Au Nouveau-Brunswick, les deux principaux partis politiques sont de grands adeptes de la privatisation. Ils sont parfois momentanément contre quand ils sont dans l’opposition, mais une fois au pouvoir, le Parti libéral et le Parti progressiste-conservateur voient toujours la privatisation d’un très bon œil.

Le plus récent exemple est la privatisation de la gestion du Programme extra-mural et de Télé-Soins 811 par le gouvernement libéral de Brian Gallant. À l’époque, en 2017, les progressistes-conservateurs étaient farouchement contre. Ils y étaient cependant déjà moins opposés durant la campagne électorale de 2018. Blaine Higgs s’était alors contenté de promettre de réviser le contrat entre la province et Medavie s’il remportait le pouvoir. Quelques mois plus tard, les nombreux doutes des bleus au sujet de cette privatisation s’étaient évaporés. Ils s’apprêtent d’ailleurs aussi à privatiser Cannabis NB. De leur côté, les libéraux demandent maintenant au gouvernement de renégocier le contrat de gestion du service d’ambulances qu’ils ont eux-mêmes renouvelé avec Medavie pour dix ans il y a à peine trois ans. Ils ont aussi fait beaucoup plus de place au privé dans les foyers de soins.

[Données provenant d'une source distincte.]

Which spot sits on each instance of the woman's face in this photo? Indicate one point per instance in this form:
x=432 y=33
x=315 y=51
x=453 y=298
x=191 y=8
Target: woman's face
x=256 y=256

Parce que les deux grands partis adorent confier des biens publics au secteur privé, on entend rarement parler des inconvénients et des risques de la privatisation. La vérificatrice générale nous en a toutefois donné de nombreux exemples cette semaine dans son rapport sur Ambulance NB.

Le plus préoccupant d’entre eux est justement que la province est à la merci de la bonne volonté d’une entreprise pour régler ces problèmes. Normalement, il suffirait que le ministre demande à ses fonctionnaires de mettre en œuvre les recommandations de la vérificatrice générale, mais dans ce cas-ci, le public devra plutôt attendre la fin du contrat dans sept ans si Medavie n’accepte pas de modifier l’entente à l’avance.

Les contribuables risquent donc de continuer de verser des primes à une entreprise pour un système qui «désavantage les collectivités rurales et éloignées» et qui «incite» à «maintenir de faibles niveaux d’effectifs».